Documentaire français de Stéphanie Pillonca (2020) 1h27. Sortie le 22 décembre 2021.






L’abandon et son corollaire l’adoption sont des sujets dans l’air du temps qui ont donné lieu récemment à bon nombre de variations qui confinent au phénomène de société, de Pupille de Jeanne Herry à Loin de vous j’ai grandi de Marie Dumora, en attendant pour 2022 Placés de Nessim Chikhaoui (le 12 janvier) ou La vraie famille de Fabien Gorgeart (le 16 février). Révélée par deux productions TV centrées autour de la trisomie, le documentaire Laissez-moi aimer et la fiction Apprendre à t’aimer, Stéphanie Pillonca s’attache à ces enfants nés sous X qui décident de partir un jour en quête de leurs origines pour offrir à leur tour des racines à leur progéniture, mais aussi de ces couples incapables de procréer qui attendent qu’on leur confie à leur tour un bambin à aimer. Ces destins croisés tissent de formidables parcours de vie qui soulignent la nécessité qu’il y a à se situer dans le monde pour se mettre en paix avec soi-même. Ce sont pour l’essentiel des énigmes qui se résolvent, puis des douleurs qui s’apaisent lorsque la vérité se fait jour. La réalisatrice prend le parti de l’effacement pour se concentrer sur ces femmes et ces hommes en quête d’identité qui intègrent avec un naturel assez sidérant leurs origines biologiques à leur vécu de substitution pour constituer parfois des familles d’un nouveau type où les uns et les autres s’assimilent naturellement, comme de lointains cousins… ou pas, si l’adaptation s’avère trop douloureuse.
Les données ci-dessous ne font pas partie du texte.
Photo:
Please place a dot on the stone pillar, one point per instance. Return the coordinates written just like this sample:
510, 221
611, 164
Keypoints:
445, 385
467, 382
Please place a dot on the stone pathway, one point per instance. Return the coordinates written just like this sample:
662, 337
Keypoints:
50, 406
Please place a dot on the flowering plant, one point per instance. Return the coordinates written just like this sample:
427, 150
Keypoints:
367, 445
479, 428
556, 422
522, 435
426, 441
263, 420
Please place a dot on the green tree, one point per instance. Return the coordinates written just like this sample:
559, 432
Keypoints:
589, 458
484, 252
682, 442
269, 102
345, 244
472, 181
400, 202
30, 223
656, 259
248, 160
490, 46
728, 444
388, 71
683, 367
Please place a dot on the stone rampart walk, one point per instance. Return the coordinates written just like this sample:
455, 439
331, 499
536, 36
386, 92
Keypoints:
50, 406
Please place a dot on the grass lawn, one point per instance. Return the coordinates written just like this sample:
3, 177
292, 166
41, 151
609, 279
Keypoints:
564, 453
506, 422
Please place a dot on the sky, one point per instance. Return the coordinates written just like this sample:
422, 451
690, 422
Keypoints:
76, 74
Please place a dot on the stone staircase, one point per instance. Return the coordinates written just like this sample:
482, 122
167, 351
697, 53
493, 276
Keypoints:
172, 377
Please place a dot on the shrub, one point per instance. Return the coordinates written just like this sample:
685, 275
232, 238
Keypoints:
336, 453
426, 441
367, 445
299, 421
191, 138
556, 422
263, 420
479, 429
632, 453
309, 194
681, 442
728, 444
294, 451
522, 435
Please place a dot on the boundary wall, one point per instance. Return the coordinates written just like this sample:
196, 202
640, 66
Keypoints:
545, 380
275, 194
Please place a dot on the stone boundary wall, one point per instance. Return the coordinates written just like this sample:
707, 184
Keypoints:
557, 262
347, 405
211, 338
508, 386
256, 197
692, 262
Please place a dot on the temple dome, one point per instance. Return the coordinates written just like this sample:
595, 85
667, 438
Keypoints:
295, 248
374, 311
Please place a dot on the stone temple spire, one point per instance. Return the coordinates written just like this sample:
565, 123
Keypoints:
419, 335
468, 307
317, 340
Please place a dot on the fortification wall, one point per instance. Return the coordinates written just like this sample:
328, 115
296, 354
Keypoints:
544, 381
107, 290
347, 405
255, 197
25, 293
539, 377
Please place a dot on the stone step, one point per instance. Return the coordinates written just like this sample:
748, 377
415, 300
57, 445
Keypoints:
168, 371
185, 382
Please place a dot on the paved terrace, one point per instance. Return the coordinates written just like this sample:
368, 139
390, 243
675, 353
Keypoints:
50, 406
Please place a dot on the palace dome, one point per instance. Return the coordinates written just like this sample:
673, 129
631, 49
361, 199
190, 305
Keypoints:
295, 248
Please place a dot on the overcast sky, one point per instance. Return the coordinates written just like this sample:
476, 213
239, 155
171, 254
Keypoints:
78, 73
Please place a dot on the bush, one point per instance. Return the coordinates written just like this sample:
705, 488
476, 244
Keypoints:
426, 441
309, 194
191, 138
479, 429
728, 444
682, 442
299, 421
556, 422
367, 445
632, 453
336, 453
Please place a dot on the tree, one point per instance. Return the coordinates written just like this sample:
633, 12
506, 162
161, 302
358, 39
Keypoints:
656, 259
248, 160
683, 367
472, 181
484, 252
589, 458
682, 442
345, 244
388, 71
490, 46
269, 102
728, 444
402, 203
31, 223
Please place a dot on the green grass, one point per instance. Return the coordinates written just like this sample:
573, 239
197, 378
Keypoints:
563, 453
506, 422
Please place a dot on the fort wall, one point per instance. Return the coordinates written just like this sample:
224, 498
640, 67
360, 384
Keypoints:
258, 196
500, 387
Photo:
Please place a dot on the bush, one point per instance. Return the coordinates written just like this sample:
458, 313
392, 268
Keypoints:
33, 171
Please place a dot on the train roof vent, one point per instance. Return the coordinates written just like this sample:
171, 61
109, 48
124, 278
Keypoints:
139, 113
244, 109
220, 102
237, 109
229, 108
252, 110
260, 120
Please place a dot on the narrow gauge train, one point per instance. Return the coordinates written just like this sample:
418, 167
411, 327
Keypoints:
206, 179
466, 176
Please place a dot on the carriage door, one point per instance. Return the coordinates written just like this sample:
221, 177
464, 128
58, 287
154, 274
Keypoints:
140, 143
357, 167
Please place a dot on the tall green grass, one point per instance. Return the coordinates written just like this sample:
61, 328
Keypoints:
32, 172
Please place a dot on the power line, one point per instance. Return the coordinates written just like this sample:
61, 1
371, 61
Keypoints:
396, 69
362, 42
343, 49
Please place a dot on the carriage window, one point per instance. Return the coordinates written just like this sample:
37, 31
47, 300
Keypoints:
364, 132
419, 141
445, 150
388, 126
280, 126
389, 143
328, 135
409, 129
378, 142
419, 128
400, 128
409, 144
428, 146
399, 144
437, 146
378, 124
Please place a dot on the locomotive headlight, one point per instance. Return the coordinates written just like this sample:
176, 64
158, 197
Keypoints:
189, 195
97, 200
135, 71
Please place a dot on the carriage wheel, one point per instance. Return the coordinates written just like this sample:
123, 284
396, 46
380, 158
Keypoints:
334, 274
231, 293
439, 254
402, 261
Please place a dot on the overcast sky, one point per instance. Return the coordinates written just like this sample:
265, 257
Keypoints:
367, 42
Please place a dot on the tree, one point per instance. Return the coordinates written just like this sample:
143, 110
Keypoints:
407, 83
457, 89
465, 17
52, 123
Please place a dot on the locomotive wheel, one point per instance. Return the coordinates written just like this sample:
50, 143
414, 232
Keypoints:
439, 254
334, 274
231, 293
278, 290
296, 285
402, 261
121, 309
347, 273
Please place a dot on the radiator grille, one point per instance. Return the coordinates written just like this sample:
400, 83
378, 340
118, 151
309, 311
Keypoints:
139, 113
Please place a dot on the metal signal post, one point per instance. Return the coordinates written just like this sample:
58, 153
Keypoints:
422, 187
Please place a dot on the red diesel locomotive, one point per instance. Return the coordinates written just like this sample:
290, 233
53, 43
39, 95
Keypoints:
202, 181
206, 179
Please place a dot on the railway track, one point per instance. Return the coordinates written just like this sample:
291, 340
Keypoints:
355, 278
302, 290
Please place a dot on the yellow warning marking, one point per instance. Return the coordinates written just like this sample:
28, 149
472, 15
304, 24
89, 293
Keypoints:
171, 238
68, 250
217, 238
Difficile de ne pas être ébranlé par ces lambeaux de vie en fusion dont Stéphanie Pillonca observe les bouleversements, sans jamais la moindre certitude quant à l’issue hypothétique que connaîtront ces quêtes. La beauté de ces histoires vécues réside précisément dans ce doute qui plane en permanence au-dessus d’elles. Peut-on rattraper le temps perdu et intégrer la vie qu’on a vécue avec celle qu’on aurait pu connaître ? Celles et ceux qui cherchent et celles et ceux qui s’y sont refusés parviendront-ils à trouver un terrain d’entente au sein de ce paysage humain recomposé ? Peut-on impunément faire irruption dans la vie d’autrui sous prétexte de se mettre en paix avec son passé ? De telles problématiques induisent autant de questionnements auxquels le film tente de répondre à travers des exemples pour la plupart poignants. Reste que cette équation aux multiples inconnues nous propose des portraits individuels saisissants en lançant un pont vers un avenir incertain, en s’abstenant de chercher à réécrire un passé révolu, mais en profitant de l’instant présent, aussi inattendu puisse-t-il être, avec toutes les promesses en suspens qu’implique la situation. Sans jamais donner de leçons ou énoncer d’idées toute faites sur le sujet qui court en filigrane de ces épopées intimes : l’abandon.